Class variable encoding whether the condition is evaluated during creation.

eval_during_modeling

Class variable encoding whether the condition is evaluated during modeling.

is_continuous

Boolean indicating if this is a constraint over continuous parameters.

is_discrete

Boolean indicating if this is a constraint over discrete parameters.

parameters

The list of parameters used for the constraint.

__init__(parameters: list[str], conditions: list[Condition], affected_parameters: list[list[str]])

Method generated by attrs for class DiscreteDependenciesConstraint.

For details on the parameters, see Public attributes and properties.

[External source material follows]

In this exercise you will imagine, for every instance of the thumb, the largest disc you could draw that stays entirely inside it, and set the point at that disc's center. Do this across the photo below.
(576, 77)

classmethod from_dict(dictionary: dict)

Create an object from its dictionary representation.

Parameters:

dictionary (dict) – The dictionary representation.

Return type:

TypeVar(_T)

Returns:

The reconstructed object.

classmethod from_json(string: str)

Create an object from its JSON representation.

Parameters:

string (str) – The JSON representation of the object.

Return type:

TypeVar(_T)

Returns:

The reconstructed object.

get_invalid(data: DataFrame)[source]

Get the indices of dataframe entries that are invalid under the constraint.

Parameters:

data (DataFrame) – A dataframe where each row represents a particular parameter combination.

Return type:

Index

Returns:

The dataframe indices of rows where the constraint is violated.

summary()

Return a custom summarization of the constraint.

Return type:

dict

to_dict()

Create an object’s dictionary representation.

Return type:

dict

to_json()

Create an object’s JSON representation.

Return type:

str

Returns:

The JSON representation as a string.

affected_parameters: list[list[str]]

The parameters affected by the individual conditions.

conditions: list[Condition]

The list of individual conditions.

eval_during_creation: ClassVar[bool] = True

Class variable encoding whether the condition is evaluated during creation.

eval_during_modeling: ClassVar[bool] = False

Class variable encoding whether the condition is evaluated during modeling.

property is_continuous: bool

Boolean indicating if this is a constraint over continuous parameters.

property is_discrete: bool

Boolean indicating if this is a constraint over discrete parameters.

parameters: list[str]

The list of parameters used for the constraint.

permutation_invariant: bool

Flag that indicates whether the affected parameters are permutation invariant. This should not be changed by the user but by other constraints using the class.